But not in this case for version 8:

$Version

(* Out[1]= "8.0 for Microsoft Windows (64-bit) (October 7, 2011)" *)

The integrand is:

f[x_] = 1/(Sqrt[x] Sqrt[1 - x + x^2]);

It is completely harmless in the range of integration.

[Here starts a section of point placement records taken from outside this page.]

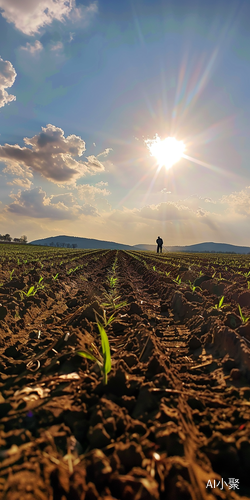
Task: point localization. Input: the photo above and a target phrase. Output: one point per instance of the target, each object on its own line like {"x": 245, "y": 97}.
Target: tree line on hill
{"x": 7, "y": 239}
{"x": 68, "y": 245}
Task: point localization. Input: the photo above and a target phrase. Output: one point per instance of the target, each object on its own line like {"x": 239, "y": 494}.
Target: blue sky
{"x": 83, "y": 85}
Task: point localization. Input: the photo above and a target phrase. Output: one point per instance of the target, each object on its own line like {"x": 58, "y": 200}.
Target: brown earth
{"x": 172, "y": 421}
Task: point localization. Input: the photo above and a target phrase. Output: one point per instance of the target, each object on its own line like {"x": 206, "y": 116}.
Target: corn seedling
{"x": 193, "y": 287}
{"x": 220, "y": 305}
{"x": 105, "y": 364}
{"x": 112, "y": 282}
{"x": 11, "y": 273}
{"x": 243, "y": 318}
{"x": 111, "y": 304}
{"x": 177, "y": 280}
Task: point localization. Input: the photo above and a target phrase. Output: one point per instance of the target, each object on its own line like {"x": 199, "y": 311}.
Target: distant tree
{"x": 7, "y": 237}
{"x": 24, "y": 238}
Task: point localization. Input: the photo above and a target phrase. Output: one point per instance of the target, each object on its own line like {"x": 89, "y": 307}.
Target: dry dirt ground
{"x": 173, "y": 420}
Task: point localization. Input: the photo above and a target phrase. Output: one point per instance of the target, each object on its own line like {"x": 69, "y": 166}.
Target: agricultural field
{"x": 123, "y": 375}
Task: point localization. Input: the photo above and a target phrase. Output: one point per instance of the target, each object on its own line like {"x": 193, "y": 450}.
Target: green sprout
{"x": 112, "y": 282}
{"x": 177, "y": 280}
{"x": 193, "y": 287}
{"x": 11, "y": 273}
{"x": 243, "y": 318}
{"x": 105, "y": 364}
{"x": 220, "y": 305}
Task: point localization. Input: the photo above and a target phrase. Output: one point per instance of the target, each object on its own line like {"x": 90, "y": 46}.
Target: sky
{"x": 83, "y": 86}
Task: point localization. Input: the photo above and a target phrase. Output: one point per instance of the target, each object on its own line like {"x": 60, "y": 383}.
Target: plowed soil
{"x": 173, "y": 420}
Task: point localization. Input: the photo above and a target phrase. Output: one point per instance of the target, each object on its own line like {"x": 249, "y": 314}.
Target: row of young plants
{"x": 112, "y": 306}
{"x": 192, "y": 286}
{"x": 205, "y": 260}
{"x": 17, "y": 273}
{"x": 190, "y": 264}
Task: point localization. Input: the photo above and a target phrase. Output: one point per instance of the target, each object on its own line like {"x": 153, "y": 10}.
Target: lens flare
{"x": 167, "y": 151}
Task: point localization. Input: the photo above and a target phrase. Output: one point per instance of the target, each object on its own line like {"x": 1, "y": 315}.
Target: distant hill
{"x": 89, "y": 243}
{"x": 200, "y": 247}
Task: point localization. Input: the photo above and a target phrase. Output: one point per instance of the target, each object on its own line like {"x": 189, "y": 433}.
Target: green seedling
{"x": 177, "y": 280}
{"x": 105, "y": 364}
{"x": 112, "y": 282}
{"x": 243, "y": 318}
{"x": 11, "y": 273}
{"x": 193, "y": 287}
{"x": 220, "y": 305}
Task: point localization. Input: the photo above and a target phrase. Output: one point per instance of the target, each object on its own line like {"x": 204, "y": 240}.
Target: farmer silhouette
{"x": 159, "y": 242}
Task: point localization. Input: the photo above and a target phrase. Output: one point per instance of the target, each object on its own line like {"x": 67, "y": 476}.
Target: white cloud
{"x": 7, "y": 78}
{"x": 29, "y": 16}
{"x": 101, "y": 183}
{"x": 87, "y": 192}
{"x": 51, "y": 155}
{"x": 164, "y": 190}
{"x": 238, "y": 201}
{"x": 36, "y": 47}
{"x": 33, "y": 203}
{"x": 105, "y": 152}
{"x": 25, "y": 183}
{"x": 94, "y": 164}
{"x": 57, "y": 46}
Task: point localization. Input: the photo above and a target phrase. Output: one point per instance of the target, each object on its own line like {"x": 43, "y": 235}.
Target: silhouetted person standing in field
{"x": 159, "y": 242}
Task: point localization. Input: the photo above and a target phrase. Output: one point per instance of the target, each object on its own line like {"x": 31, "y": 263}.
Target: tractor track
{"x": 169, "y": 420}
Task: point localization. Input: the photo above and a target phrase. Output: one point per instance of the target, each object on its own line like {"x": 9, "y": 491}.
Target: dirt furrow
{"x": 172, "y": 421}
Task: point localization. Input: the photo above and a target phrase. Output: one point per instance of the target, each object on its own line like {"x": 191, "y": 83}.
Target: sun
{"x": 167, "y": 151}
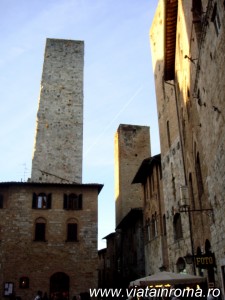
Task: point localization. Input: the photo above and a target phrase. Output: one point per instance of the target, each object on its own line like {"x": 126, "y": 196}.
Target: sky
{"x": 118, "y": 82}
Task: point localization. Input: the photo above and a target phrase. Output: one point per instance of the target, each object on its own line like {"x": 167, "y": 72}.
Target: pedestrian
{"x": 38, "y": 296}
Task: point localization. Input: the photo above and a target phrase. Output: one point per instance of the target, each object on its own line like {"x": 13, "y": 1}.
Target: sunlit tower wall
{"x": 131, "y": 146}
{"x": 58, "y": 148}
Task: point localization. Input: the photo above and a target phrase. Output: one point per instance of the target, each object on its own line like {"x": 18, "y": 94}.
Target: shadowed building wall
{"x": 132, "y": 145}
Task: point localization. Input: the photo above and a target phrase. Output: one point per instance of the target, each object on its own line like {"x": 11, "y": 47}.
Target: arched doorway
{"x": 59, "y": 286}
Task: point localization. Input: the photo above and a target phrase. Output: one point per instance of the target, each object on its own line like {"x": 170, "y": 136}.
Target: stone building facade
{"x": 154, "y": 216}
{"x": 49, "y": 224}
{"x": 131, "y": 146}
{"x": 59, "y": 131}
{"x": 187, "y": 43}
{"x": 48, "y": 238}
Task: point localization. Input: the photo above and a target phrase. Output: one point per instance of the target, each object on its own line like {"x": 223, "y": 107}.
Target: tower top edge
{"x": 64, "y": 41}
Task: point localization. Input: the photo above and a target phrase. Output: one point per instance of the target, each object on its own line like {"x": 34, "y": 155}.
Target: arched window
{"x": 181, "y": 265}
{"x": 199, "y": 177}
{"x": 168, "y": 133}
{"x": 42, "y": 201}
{"x": 148, "y": 230}
{"x": 72, "y": 231}
{"x": 197, "y": 17}
{"x": 191, "y": 192}
{"x": 40, "y": 228}
{"x": 1, "y": 201}
{"x": 153, "y": 226}
{"x": 164, "y": 224}
{"x": 24, "y": 282}
{"x": 216, "y": 19}
{"x": 177, "y": 226}
{"x": 72, "y": 202}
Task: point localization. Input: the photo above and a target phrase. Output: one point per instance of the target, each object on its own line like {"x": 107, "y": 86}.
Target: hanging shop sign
{"x": 205, "y": 261}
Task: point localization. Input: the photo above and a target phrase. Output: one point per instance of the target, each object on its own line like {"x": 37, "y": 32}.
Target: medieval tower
{"x": 58, "y": 146}
{"x": 132, "y": 145}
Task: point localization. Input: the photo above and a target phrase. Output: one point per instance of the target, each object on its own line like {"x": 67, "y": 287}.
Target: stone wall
{"x": 59, "y": 134}
{"x": 22, "y": 255}
{"x": 193, "y": 101}
{"x": 132, "y": 145}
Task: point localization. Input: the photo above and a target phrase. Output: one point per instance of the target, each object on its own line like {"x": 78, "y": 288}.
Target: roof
{"x": 145, "y": 168}
{"x": 167, "y": 278}
{"x": 170, "y": 38}
{"x": 30, "y": 183}
{"x": 133, "y": 215}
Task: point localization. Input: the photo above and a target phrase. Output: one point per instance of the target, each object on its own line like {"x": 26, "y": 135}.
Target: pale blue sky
{"x": 118, "y": 81}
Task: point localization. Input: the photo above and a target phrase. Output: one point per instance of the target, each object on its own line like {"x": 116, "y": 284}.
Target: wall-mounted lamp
{"x": 191, "y": 59}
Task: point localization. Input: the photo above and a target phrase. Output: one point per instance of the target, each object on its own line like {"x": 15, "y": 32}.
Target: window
{"x": 199, "y": 177}
{"x": 40, "y": 227}
{"x": 181, "y": 265}
{"x": 72, "y": 202}
{"x": 216, "y": 19}
{"x": 191, "y": 192}
{"x": 197, "y": 18}
{"x": 1, "y": 201}
{"x": 164, "y": 224}
{"x": 42, "y": 201}
{"x": 148, "y": 230}
{"x": 24, "y": 283}
{"x": 72, "y": 231}
{"x": 177, "y": 226}
{"x": 154, "y": 232}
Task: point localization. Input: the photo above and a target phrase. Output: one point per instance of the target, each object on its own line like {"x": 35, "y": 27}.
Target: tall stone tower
{"x": 132, "y": 146}
{"x": 58, "y": 146}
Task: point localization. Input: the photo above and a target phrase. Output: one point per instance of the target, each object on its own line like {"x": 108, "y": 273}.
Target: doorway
{"x": 59, "y": 286}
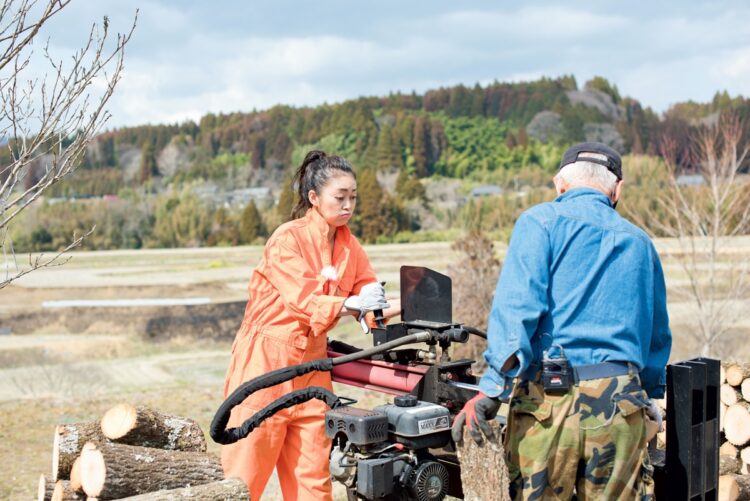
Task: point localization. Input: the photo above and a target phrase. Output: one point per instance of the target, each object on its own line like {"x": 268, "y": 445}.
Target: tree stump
{"x": 67, "y": 445}
{"x": 737, "y": 423}
{"x": 114, "y": 471}
{"x": 737, "y": 372}
{"x": 734, "y": 487}
{"x": 728, "y": 449}
{"x": 75, "y": 474}
{"x": 146, "y": 427}
{"x": 729, "y": 395}
{"x": 745, "y": 389}
{"x": 729, "y": 464}
{"x": 484, "y": 475}
{"x": 44, "y": 489}
{"x": 64, "y": 492}
{"x": 223, "y": 490}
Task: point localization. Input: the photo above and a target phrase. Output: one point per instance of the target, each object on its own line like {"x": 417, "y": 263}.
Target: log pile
{"x": 139, "y": 453}
{"x": 734, "y": 421}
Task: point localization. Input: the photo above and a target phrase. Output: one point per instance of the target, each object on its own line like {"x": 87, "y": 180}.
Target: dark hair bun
{"x": 314, "y": 156}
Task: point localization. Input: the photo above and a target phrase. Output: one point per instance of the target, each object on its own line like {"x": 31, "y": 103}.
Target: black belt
{"x": 586, "y": 372}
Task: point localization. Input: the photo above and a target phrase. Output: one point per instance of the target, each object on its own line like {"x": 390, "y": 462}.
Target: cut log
{"x": 483, "y": 471}
{"x": 114, "y": 471}
{"x": 231, "y": 488}
{"x": 69, "y": 439}
{"x": 729, "y": 395}
{"x": 728, "y": 449}
{"x": 737, "y": 424}
{"x": 745, "y": 389}
{"x": 737, "y": 372}
{"x": 75, "y": 474}
{"x": 44, "y": 489}
{"x": 146, "y": 427}
{"x": 64, "y": 492}
{"x": 734, "y": 487}
{"x": 729, "y": 464}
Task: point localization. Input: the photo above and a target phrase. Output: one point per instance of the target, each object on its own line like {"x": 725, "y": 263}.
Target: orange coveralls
{"x": 290, "y": 309}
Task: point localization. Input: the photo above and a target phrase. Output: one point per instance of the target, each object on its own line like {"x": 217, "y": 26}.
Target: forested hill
{"x": 500, "y": 134}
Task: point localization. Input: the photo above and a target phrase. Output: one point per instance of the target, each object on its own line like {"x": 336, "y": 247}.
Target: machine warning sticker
{"x": 433, "y": 424}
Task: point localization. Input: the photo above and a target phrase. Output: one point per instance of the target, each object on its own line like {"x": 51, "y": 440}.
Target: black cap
{"x": 577, "y": 152}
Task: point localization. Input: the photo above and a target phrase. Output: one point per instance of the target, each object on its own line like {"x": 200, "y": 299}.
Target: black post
{"x": 692, "y": 457}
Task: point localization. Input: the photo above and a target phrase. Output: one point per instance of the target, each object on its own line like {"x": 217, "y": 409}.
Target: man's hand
{"x": 654, "y": 413}
{"x": 478, "y": 412}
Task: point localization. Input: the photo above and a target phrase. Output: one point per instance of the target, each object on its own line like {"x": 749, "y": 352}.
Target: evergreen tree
{"x": 372, "y": 208}
{"x": 148, "y": 167}
{"x": 286, "y": 200}
{"x": 251, "y": 224}
{"x": 421, "y": 147}
{"x": 389, "y": 154}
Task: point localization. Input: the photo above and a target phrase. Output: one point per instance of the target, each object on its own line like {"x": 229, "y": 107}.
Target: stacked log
{"x": 135, "y": 451}
{"x": 734, "y": 422}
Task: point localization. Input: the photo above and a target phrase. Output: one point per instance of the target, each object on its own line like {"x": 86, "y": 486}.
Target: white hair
{"x": 587, "y": 173}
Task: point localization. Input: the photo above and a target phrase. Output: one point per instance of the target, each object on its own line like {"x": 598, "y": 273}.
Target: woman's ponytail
{"x": 313, "y": 174}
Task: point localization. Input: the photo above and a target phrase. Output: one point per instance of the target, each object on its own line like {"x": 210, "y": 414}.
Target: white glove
{"x": 371, "y": 297}
{"x": 654, "y": 413}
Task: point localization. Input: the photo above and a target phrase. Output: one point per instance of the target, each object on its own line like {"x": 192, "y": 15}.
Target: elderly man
{"x": 579, "y": 321}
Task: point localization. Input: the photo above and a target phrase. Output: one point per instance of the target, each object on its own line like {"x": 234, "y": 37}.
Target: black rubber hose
{"x": 218, "y": 429}
{"x": 475, "y": 331}
{"x": 232, "y": 435}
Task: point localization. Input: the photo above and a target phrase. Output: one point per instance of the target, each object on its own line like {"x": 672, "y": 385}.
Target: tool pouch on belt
{"x": 557, "y": 374}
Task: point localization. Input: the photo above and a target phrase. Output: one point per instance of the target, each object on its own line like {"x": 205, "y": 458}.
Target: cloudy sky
{"x": 190, "y": 57}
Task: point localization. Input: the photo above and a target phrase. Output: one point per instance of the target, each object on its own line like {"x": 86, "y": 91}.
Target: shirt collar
{"x": 584, "y": 194}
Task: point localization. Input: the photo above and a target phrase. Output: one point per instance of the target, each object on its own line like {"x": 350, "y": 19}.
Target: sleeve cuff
{"x": 326, "y": 311}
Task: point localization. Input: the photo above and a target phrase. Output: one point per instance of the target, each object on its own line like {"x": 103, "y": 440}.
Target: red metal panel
{"x": 381, "y": 376}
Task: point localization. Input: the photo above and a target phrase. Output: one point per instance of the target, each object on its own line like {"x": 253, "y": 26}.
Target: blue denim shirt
{"x": 578, "y": 275}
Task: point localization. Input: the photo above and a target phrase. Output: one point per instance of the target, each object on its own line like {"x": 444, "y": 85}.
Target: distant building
{"x": 486, "y": 190}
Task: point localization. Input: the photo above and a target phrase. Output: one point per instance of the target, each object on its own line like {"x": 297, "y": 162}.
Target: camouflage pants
{"x": 590, "y": 441}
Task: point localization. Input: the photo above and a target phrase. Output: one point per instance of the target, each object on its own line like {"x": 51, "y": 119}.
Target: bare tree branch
{"x": 48, "y": 122}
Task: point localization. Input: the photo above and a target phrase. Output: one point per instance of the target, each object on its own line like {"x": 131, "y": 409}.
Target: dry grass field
{"x": 52, "y": 375}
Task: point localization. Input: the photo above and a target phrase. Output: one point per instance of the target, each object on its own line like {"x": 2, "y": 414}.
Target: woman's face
{"x": 336, "y": 200}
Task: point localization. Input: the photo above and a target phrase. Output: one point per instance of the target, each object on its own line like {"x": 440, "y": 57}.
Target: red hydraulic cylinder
{"x": 387, "y": 377}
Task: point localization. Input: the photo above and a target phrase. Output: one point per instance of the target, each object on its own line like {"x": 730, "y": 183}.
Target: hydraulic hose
{"x": 476, "y": 332}
{"x": 223, "y": 435}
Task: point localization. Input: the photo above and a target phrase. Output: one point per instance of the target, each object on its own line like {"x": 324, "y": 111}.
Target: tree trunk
{"x": 44, "y": 489}
{"x": 67, "y": 445}
{"x": 231, "y": 488}
{"x": 64, "y": 492}
{"x": 737, "y": 372}
{"x": 734, "y": 487}
{"x": 729, "y": 395}
{"x": 113, "y": 471}
{"x": 737, "y": 424}
{"x": 729, "y": 464}
{"x": 146, "y": 427}
{"x": 484, "y": 475}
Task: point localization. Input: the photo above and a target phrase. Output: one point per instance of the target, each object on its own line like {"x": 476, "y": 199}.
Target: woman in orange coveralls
{"x": 312, "y": 272}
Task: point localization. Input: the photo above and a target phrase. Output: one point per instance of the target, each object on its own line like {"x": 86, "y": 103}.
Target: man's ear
{"x": 618, "y": 191}
{"x": 560, "y": 185}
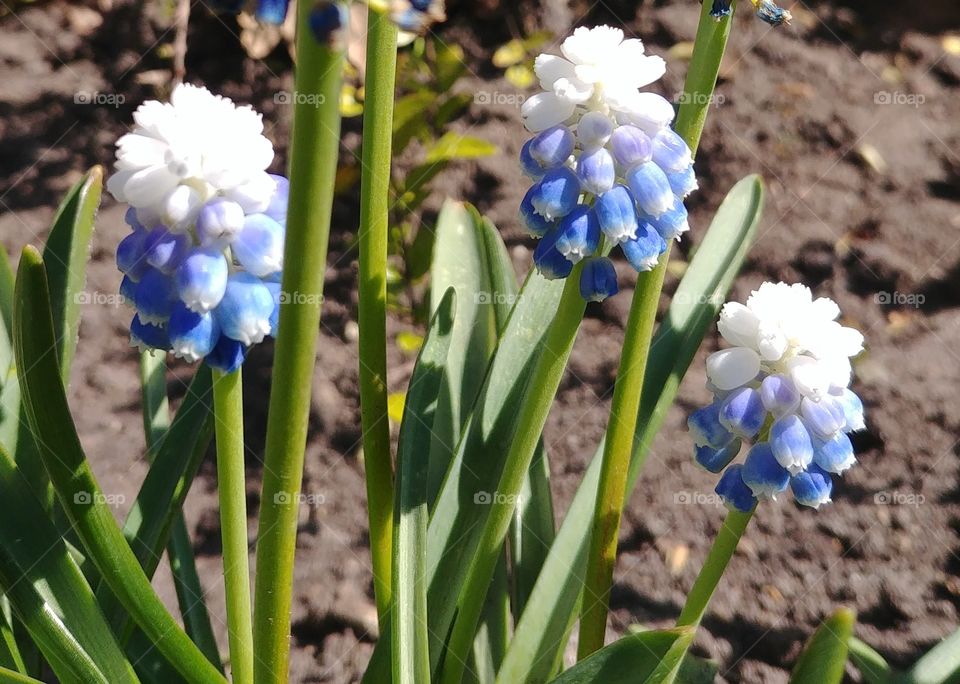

The symbolic integral in question is easily calculated by Mathematica with the result:

Timing[Integrate[1/(Sqrt[x] Sqrt[1 - x + x^2]), {x, 1, 2}] ]

(*
Out[3]= {3.011, 2 (-1)^(
  1/6) (-EllipticF[I ArcSinh[(-1)^(1/3)], (-1)^(2/3)] + 
    EllipticF[I ArcSinh[(-1)^(1/3)/Sqrt[2]], (-1)^(2/3)])}
*)

% // N

(* Out[4]= {3.011, 0.646172 - 5.55112*10^-17 I} *)

The numeric integral is

NIntegrate[f[x], {x, 1, 2}]

(*
Out[5]= 0.646172
*)

Done.

Finally, let's have a look at the antiderivative:

Integrate[1/(Sqrt[x] Sqrt[1 - x + x^2]), x]

(*
Out[6]= (2 (-1)^(1/6) Sqrt[1 - (-1)^(1/3)/x] Sqrt[
 1 + (-1)^(2/3)/x] x EllipticF[I ArcSinh[(-1)^(1/3)/Sqrt[x]], (-1)^(
  2/3)])/Sqrt[1 - x + x^2]
*)

There is no singularity in the range of integration as can easily be shown by plotting this expression.

I conclude that neither the implicit statement of Vladimir ("What could be the reason that Mathematica cannot do it automatically?") nor the statement of Daniel ("Often when the antiderivative has elliptic functions Integrate hits code that says, in effect, just give up.") is applicable in this case.

EDIT #1

The "regression" (Vladimir's expression in his comment) started earlier. In version 5.2 the integral is done correctly symbolically and even faster than in version 8.

$Version

(* Out[2]=5.2 for Microsoft Windows x86 (64 bit) (June 20, 2005) *)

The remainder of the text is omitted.